A method to calculate how much solar you need in less than two minutes. Ready?

Ok, step one: grab your latest utility (electricity) bill and a cup of coffee. The coffee is not to wake you up because this is a super simple exercise but because, you know, coffee is awesome. On that bill, check out how much power you’ve consumed last month.  It would look something like the below:

What is a kWh? It’s a unit of energy. The above bill says that you consumed 294 units of energy from the grid. (FWIW: 294 is actually low. In 2021 the average US household consumed 886kWh in a month.)

Step 2: Once you have this number, divide it by 30 to get how much kWh you consume in a day. In this example it is roughly 10.

Step 3: Divide this number by the number of hours of “full sunlight” you get in a day. What does this mean? The sun is up for several hours a day, but the light is dim in the mornings and the evenings, so the average number of full sunlight hours is lower. For example, Las Vegas gets 6.37 hours of full sunlight whereas Jackson, Mississippi gets 4.47 hours.
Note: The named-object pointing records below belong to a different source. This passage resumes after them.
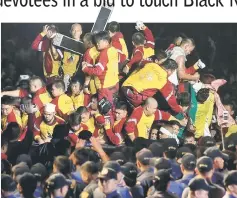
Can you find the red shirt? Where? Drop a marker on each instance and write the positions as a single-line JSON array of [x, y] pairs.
[[140, 124], [118, 43], [138, 52], [114, 133]]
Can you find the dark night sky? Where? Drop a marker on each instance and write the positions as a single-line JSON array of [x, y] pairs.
[[225, 36]]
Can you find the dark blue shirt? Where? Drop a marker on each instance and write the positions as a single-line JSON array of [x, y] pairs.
[[124, 191], [229, 196], [77, 176], [137, 191], [113, 195], [38, 192], [176, 171], [186, 178], [14, 195], [176, 188], [218, 178]]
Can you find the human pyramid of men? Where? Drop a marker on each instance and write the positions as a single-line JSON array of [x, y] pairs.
[[95, 126]]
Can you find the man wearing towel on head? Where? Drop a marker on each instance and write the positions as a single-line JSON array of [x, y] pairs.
[[44, 125]]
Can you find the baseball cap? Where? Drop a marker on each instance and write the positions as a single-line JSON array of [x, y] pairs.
[[7, 183], [130, 171], [204, 164], [170, 144], [60, 131], [207, 141], [182, 151], [85, 135], [163, 176], [39, 170], [139, 143], [231, 178], [162, 163], [144, 156], [24, 158], [20, 169], [231, 130], [214, 152], [118, 157], [28, 181], [199, 184], [107, 174], [57, 181], [113, 165], [157, 149], [189, 161], [191, 146]]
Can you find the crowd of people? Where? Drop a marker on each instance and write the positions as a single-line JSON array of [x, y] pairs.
[[114, 123]]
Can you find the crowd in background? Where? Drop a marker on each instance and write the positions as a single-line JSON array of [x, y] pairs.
[[118, 121]]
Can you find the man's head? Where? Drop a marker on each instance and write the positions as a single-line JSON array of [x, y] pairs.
[[94, 102], [230, 182], [8, 185], [116, 167], [162, 179], [57, 185], [27, 184], [143, 158], [12, 132], [120, 111], [62, 165], [108, 180], [150, 106], [58, 88], [204, 167], [181, 152], [39, 171], [175, 125], [130, 172], [74, 120], [7, 105], [76, 31], [188, 163], [202, 95], [81, 156], [35, 84], [102, 40], [113, 28], [165, 131], [52, 30], [230, 108], [76, 86], [49, 112], [169, 65], [188, 45], [89, 171], [189, 139], [160, 56], [161, 163], [217, 156], [85, 114], [88, 40], [184, 100], [199, 188], [138, 39]]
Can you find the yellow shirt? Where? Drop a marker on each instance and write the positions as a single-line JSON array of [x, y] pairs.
[[144, 125], [44, 130], [78, 100], [204, 115], [70, 62], [151, 76], [64, 105]]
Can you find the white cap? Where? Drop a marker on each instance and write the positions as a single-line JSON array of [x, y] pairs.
[[49, 108]]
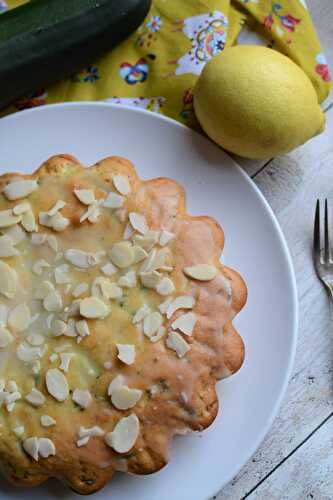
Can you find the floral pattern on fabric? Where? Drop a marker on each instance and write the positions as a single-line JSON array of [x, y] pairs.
[[156, 68], [322, 68], [134, 73], [287, 20], [149, 103], [208, 34]]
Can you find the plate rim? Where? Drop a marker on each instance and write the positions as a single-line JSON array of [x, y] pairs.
[[273, 219]]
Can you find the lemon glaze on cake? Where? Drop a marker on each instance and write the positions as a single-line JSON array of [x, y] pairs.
[[115, 322]]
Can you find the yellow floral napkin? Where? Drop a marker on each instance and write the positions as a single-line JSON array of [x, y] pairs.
[[157, 67]]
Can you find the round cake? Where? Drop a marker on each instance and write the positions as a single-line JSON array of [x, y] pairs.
[[115, 322]]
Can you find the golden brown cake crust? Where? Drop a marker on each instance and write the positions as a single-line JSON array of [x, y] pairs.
[[184, 396]]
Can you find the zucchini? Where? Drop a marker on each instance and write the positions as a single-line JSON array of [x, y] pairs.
[[46, 40]]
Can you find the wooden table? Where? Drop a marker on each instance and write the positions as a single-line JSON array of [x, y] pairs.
[[295, 461]]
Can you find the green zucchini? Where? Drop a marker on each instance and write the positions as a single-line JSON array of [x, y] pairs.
[[46, 40]]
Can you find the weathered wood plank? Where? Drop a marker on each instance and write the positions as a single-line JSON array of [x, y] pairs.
[[291, 184], [307, 474]]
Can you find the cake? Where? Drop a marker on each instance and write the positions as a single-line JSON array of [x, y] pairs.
[[115, 322]]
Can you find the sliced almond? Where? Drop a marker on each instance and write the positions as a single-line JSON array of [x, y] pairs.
[[59, 327], [80, 289], [141, 313], [47, 421], [166, 237], [28, 221], [128, 233], [95, 214], [27, 353], [81, 259], [19, 189], [85, 196], [19, 318], [52, 242], [21, 208], [165, 287], [6, 337], [35, 397], [56, 384], [82, 397], [56, 207], [124, 398], [31, 447], [73, 309], [150, 279], [201, 272], [46, 447], [139, 254], [38, 239], [155, 261], [7, 248], [82, 328], [126, 353], [163, 307], [38, 266], [61, 274], [122, 254], [121, 183], [92, 214], [70, 328], [109, 269], [16, 234], [53, 301], [94, 431], [181, 302], [103, 287], [128, 280], [124, 435], [160, 333], [138, 222], [147, 241], [185, 323], [57, 222], [7, 218], [65, 359], [113, 200], [176, 342], [8, 280], [94, 308], [152, 323], [121, 215], [35, 339], [117, 382]]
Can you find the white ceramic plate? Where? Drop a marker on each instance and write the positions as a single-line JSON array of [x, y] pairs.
[[200, 464]]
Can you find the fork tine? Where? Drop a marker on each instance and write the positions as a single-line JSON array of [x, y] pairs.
[[316, 232], [327, 240]]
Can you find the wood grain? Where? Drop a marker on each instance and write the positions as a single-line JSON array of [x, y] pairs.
[[307, 474], [291, 185]]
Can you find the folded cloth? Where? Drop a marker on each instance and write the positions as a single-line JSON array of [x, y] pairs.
[[157, 66]]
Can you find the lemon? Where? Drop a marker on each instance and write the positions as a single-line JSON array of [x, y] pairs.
[[256, 102]]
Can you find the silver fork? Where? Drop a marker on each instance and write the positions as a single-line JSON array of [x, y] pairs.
[[322, 258]]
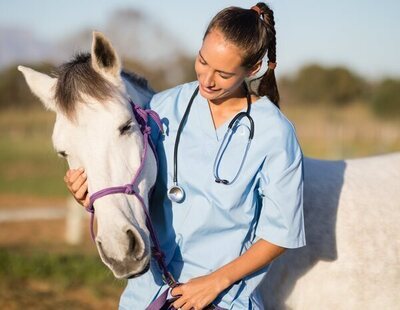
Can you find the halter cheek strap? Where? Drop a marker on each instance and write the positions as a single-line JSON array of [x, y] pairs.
[[142, 117]]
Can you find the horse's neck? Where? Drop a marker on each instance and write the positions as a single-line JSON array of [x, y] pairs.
[[138, 94]]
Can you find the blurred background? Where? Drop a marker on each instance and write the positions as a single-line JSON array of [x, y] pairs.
[[338, 73]]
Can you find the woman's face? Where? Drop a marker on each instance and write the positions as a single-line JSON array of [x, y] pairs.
[[218, 68]]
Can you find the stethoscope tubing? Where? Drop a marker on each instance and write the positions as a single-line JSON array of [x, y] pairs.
[[176, 192]]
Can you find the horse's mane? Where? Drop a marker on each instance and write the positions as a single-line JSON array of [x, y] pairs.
[[77, 77]]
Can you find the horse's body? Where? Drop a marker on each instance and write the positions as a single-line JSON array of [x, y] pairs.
[[352, 257], [352, 208]]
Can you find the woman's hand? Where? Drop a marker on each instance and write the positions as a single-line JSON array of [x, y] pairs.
[[197, 293], [77, 184]]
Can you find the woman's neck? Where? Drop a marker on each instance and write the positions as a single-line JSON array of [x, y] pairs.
[[235, 101]]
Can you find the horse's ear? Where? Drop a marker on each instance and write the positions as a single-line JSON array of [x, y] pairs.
[[42, 85], [104, 57]]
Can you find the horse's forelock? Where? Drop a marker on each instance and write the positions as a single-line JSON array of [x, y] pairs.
[[78, 77]]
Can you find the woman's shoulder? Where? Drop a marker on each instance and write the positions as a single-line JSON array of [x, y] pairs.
[[270, 118], [173, 94]]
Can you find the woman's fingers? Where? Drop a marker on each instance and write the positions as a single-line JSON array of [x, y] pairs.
[[76, 182], [79, 182]]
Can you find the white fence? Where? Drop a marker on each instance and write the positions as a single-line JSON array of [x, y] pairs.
[[72, 212]]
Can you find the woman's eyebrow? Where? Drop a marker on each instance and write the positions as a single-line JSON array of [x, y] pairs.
[[220, 71]]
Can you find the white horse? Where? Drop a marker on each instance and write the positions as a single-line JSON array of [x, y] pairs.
[[95, 129], [352, 257], [352, 207]]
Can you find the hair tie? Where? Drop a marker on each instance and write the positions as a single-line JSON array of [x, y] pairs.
[[257, 9], [271, 65]]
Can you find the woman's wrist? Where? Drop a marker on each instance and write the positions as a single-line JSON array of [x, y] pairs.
[[222, 279]]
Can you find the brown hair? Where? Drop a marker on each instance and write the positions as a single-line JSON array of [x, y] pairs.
[[253, 32]]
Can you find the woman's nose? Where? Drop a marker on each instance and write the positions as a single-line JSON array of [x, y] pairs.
[[209, 80]]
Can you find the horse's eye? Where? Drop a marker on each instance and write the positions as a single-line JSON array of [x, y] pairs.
[[124, 128], [62, 154]]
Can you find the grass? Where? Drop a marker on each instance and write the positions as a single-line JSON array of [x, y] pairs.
[[66, 270], [29, 165], [34, 278]]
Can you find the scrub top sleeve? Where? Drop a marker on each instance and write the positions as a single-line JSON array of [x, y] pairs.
[[281, 187]]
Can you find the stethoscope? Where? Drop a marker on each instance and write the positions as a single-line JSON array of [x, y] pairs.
[[176, 192]]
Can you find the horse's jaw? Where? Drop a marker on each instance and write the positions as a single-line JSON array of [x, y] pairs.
[[123, 245]]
If you don’t know how many full sunlight hours you get, you can assume 5 and be none the wiser. In this example, divide 10 by 5 and you get 2. Therefore, you need 2kW of solar. If you are installing 420W panels (the most popular ones today), you need 5 panels.

Read More: How Many Solar Panels Do You Need?

And that’s it. Three easy steps. But if you want to geek out here are some things to sink your teeth into:

1. We started with the latest utility bill but ideally you should calculate your average for the whole year to cover for all seasons (we receive more sunlight in summer (shocker!) and so on).
1. The above calculation assumes you are designing a solar system for 100% of the electricity you consume today. There has been a lot of research on this topic. With net-metering (where the utility pays you back for the solar you produce and don’t consume) this works out to have the best payback across various scenarios. However, it doesn’t make any assumptions for the future. For example, if you plan to buy an EV, then perhaps you need to install more solar to be prepared for the future.
1. On average, a solar panel is 5.4 feet by 3.25 feet. If your calculations exceed how much you can accommodate, you may have to scale it down.
1. Ultimately, speaking to a local, trustworthy installer who understands how the utility company operates, what the state electricity codes mandate, and your current and future electricity needs will provide the best possible estimate. But all of them follow a version of the above but it gets more sophisticated as one includes things such as the direction the panels should be facing (south is always better), azimuth, irradiance etc. But now, you will be better prepared (even before you finish that coffee!).